TOEIC Grammar Guide – Unnecessary Words
There are rules to follow to make a proper sentence in English. You learn what words must be used to make a sentence. You learn how to add words to make sentences express more detail. You learn when each type of word can and cannot be used. It is not easy to understand all the rules, or to remember them all. So mistakes are sometimes made when creating sentences. One common type of error is to use too many words. The extra word may be an article, a verb, a pronoun, a preposition, an adjective, a conjunction, or an entire phrase. Using words with the same meaning in one sentence is another kind of unnecessary word error. Sometimes a sentence can be written with less words if the word order is changed. In this section, you will need to use all of your knowledge of grammar. Read through the question. Decide if each answer choice MUST be in that sentence to make it work.

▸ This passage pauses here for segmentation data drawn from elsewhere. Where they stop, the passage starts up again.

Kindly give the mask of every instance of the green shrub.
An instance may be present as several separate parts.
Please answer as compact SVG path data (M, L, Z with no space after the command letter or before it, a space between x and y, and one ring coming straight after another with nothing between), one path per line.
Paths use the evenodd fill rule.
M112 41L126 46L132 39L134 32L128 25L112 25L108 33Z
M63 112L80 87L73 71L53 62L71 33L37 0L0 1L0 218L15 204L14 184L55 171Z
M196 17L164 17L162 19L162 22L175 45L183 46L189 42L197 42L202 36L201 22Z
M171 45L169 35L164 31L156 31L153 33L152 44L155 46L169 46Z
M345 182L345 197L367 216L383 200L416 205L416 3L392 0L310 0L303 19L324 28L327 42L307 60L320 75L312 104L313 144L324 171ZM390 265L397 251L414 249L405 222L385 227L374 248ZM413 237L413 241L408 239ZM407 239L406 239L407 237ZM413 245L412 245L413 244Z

Read the sentence out loud and pay attention to how the sentence sounds. If a phrase sounds awkward or incorrect, check to see if there are extra words that are not needed.
Common Types of Examples
Too many words with the same meaning used:
Incorrect: He is nearly almost finished with the financial statement.
Correct: He is nearly finished with the financial statement.
Correct: He is almost finished with the financial statement.
Incorrect: Despite leaving 10 minutes early, the worker arrived late nonetheless.
Correct: Despite leaving 10 minutes early, the worker arrived late.
Correct: Leaving 10 minutes early, the worker nonetheless arrived late.
Incorrect: The secretary was annoyed when the copier broke on down.
Correct: The secretary was annoyed when the copier broke down.
The preposition on is not used in the verb form broke down.
Incorrect: I will have buy a new car. (Mixed up verb tense formation.)
Correct: I will buy a new car. (Future tense of irregular verb buy is will buy.)
Correct: I will have bought a new car. (Future perfect form: will have + verbs past participle.)
Incorrect: The postman delivers a mail in the morning.
Correct: The postman delivers mail in the morning.
The indefinite article a is not used in front of a non-count noun.
Incorrect: My manager she has some contracts for me to sign.
Correct: My manager has some contracts for me to sign.
Right after a noun, do not also use a pronoun that replaces the noun.
Simple, direct sentences are better than complicated, indirect ones.
Incorrect: It was a project which was very complex in structure and very ambitious in nature.
Correct: The project was complex and ambitious.